The system transmits BSIC on synchronization channel (SCH) of each cell. The effect of BSIC is as follows:
l The BSIC involves in decoding process of random access channel (RACH) to prevent base stations from connecting to the RACH sent to the neighbor cells by the MS by error.
l After the MS receives SCH messages, it judges that it has been synchronous to the cell. Decoding information on the downlink common signaling channel correctly requires training sequence code (TSC) used on common signaling channel.
GSM regulations describe TSC in eight fixed formats, and the sequence number of them is 0–7. The cell BCC determines the TSC used by the common signaling channel of a cell. Therefore the BSIC helps inform the MS of the TSC used by the common signaling channel of the serving cell.
l In a call, the MS must measure the level of BCCH carrier of neighbor cells and report it to the base station according to regulations to neighbor cell list of BCCH. Meanwhile, the MS must provide measured BSIC of the carrier in the uplink measurement reports. When the neighbor cells of a cell include two or more cells with the same BCCH carrier, the base station can distinguish the cells by BSIC to avoid incorrect handover.
l In a call, the MS must measure signals of neighbor cells, and sends measurement reports to the network. The measurement report can contain information about six neighbor cells only, so the MS must be controlled to report the cells actually related to handover. The first three digits of BSIC (namely, NCC) aims as previously mentioned. Operators control the MS to report the neighbor cell information permitted by the serving cell NCC by broadcast parameters NCC permitted.
The BSIC is NCC-BCC, with details as follows:
l The NCC ranges from 0 to 7.
l The BCC ranges from 0 to 7.
III. Configuration and Influence
Usually different GSM PLMNs use the same frequency resource, but, to some degree, their network planning is independent. The neighbor GSM PLMNs use different NCCs according to regulations. This ensures that the neighbor base stations with same frequency use different BSICs.

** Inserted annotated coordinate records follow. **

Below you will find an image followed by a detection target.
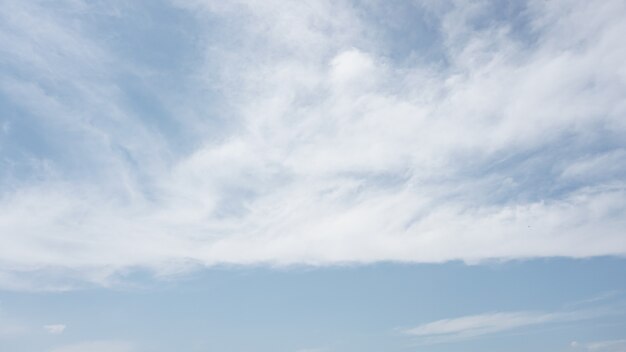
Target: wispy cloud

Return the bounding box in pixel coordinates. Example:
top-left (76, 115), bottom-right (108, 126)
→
top-left (43, 324), bottom-right (66, 335)
top-left (571, 339), bottom-right (626, 352)
top-left (402, 311), bottom-right (597, 344)
top-left (49, 341), bottom-right (136, 352)
top-left (0, 0), bottom-right (626, 289)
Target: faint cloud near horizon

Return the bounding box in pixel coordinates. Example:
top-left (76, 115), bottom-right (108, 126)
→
top-left (43, 324), bottom-right (67, 335)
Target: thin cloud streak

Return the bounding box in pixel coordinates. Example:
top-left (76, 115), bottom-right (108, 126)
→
top-left (0, 1), bottom-right (626, 290)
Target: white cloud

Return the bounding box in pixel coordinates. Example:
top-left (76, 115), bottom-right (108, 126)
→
top-left (0, 1), bottom-right (626, 289)
top-left (403, 311), bottom-right (593, 344)
top-left (43, 324), bottom-right (66, 335)
top-left (49, 341), bottom-right (136, 352)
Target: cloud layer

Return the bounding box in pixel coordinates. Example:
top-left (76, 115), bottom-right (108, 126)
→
top-left (0, 0), bottom-right (626, 289)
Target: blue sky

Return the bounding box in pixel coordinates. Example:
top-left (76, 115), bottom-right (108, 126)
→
top-left (0, 0), bottom-right (626, 352)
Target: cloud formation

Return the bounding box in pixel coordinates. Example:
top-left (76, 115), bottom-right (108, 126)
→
top-left (43, 324), bottom-right (66, 335)
top-left (50, 341), bottom-right (136, 352)
top-left (0, 0), bottom-right (626, 289)
top-left (403, 311), bottom-right (595, 344)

The BCC is part of the BSIC. It helps identify different base stations with same BCCH carrier number in the same GSM PLMN. The values of BCC must meet the previous requirements. According to GSM regulations, the TSC of cell BCCH carrier must be same as that of cell BCC. The equipment providers must ensure the TSC consistency.
The neighbor cells or cells nearby using the same BCCH carrier must use different BSICs. Especially when two or more cells use the same BCCH carrier in the neighbor cell list of a cell, theses cells must use different BSIC. Pay attention to cells at the bordering areas between provinces and cities, and otherwise cross-cell handover might fail and abundant mistaken access problems might occur.